Anya arregalou os olhos ao ouvir aquilo e encrespou a mão, afundando as unhas na palma.

– Por que ficou nervosa? Eu não vou tentar nada engraçado com você, Anya, não se preocupe…

– É que imagino que seja muito ruim dormir ao meu lado. O senhor deve ter nojo de ficar ao meu lado não é? – disse ela, esperando que ele não respondesse. Não queria ouvir da boca dele que ele sentia nojo dela.

– Do que está falando, Anya? Por que eu teria nojo de dormir ao lado da minha mulher? – falou ele, balançando a cabeça. 

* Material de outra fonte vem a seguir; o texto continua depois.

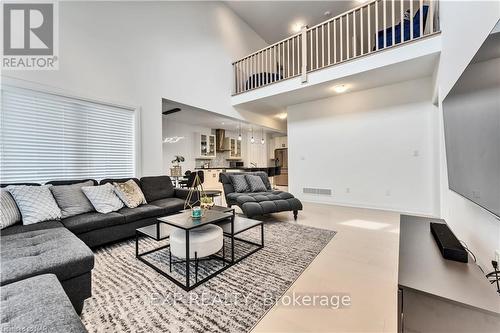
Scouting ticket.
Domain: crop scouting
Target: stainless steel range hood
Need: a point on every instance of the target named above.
(221, 141)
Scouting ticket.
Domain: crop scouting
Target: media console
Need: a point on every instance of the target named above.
(439, 295)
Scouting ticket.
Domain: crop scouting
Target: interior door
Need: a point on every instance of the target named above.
(281, 155)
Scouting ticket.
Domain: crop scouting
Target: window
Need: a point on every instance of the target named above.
(48, 137)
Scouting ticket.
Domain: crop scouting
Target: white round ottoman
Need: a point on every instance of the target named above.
(204, 241)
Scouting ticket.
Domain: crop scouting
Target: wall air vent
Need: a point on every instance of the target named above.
(317, 191)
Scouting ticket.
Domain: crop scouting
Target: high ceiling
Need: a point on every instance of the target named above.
(203, 118)
(273, 20)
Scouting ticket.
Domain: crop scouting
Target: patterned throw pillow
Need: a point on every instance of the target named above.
(9, 213)
(239, 183)
(71, 199)
(256, 184)
(103, 198)
(130, 193)
(36, 203)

Do Jin deu a volta da cama, puxou as cobertas e se deitou ao lado de Anya que ficou perplexa, só observando.

– Tome o seu chá e tente dormir… – disse ele, antes de virar para o outro lado, mostrando-lhe as costas.

Anya sorriu. Do Jin sabia ser frio e ao mesmo tempo caloroso. Ele cuidara dela de alguma forma, ainda que fosse apenas para que ela não lhe incomodasse. Ainda assim, aquilo era fofo e amoroso.

Ela tomou o chá e o comprimido, depois colocou a bandeja sobre o criado mudo e ajeitou-se melhor ao lado dele. A cama era tão grande, que mesmo tentando se aproximar, ainda havia alguns centímetros de distância de Do Jin. Anya ficou observando as costas do seu marido. Suas mãos estavam muito próximas dele e ela gostaria de poder fazer carícias em seu corpo, mas sabia que não poderia. Aquela relação era estritamente de negócios e deveria permanecer assim. Pelo menos, era o que ele queria. Mas seu coração já estava machucado por aquilo. Embora ela dissesse que não iria se apaixonar por ele, já era muito tarde. Ela o amava.

Dormir ao lado do homem que ama sem poder tocá-lo era como uma nova e arrojada forma de tortura psicológica. Anya não conseguiu mais relaxar e adormecer e passou a noite, observando e escutando a respiração de Do Jin. Já era seis horas da manhã quando Do Jin se virou de sua quase imutável posição. Colocou o braço sobre o corpo de Anya que apenas assistiu aquele movimento sem fazer nada. Quando pensou em acordá-lo ou remover aquele braço, sentiu que a mão dele afundou-se em sua cintura e ele a puxou para si.

– Anya… – ele sussurrou, entre os dentes. Ainda dormia. Seus olhos permaneciam fechados e a respiração era pesada.

Anya não sabia o que fazer. Ele a puxara para tão perto dele que ela teve que apoiar a bochecha contra o peito de Do Jin e assim escutar seus batimentos cardíacos.

Tentou livrar-se do braço de Do Jin, mas ele a apertou ainda mais e antes que ela pudesse impedi-lo, ele avançou sobre ela e cobriu seus lábios. Ela tentou empurrá-lo de alguma forma, mas seus braços amoleceram diante daquele contato. A mão de Do Jin passeou por suas costas descendo até a cocha de Anya que não tinha forças nem controle para fazer nada além de se entregar àquele beijo sensual e avassalador. Ele puxou sua camisola e enfiou a mão por dentro da finíssima seda para tocar novamente suas costas, como se quisesse livrá-la da roupa.

Nervosa com aquela inesperada aproximação, Anya tentou novamente afastá-lo. Se ele continuasse, ela não seria capaz de impedir o que quer que fosse.

Quando seus lábios se separaram dos dela, ela logo o chamou para que ele acordasse.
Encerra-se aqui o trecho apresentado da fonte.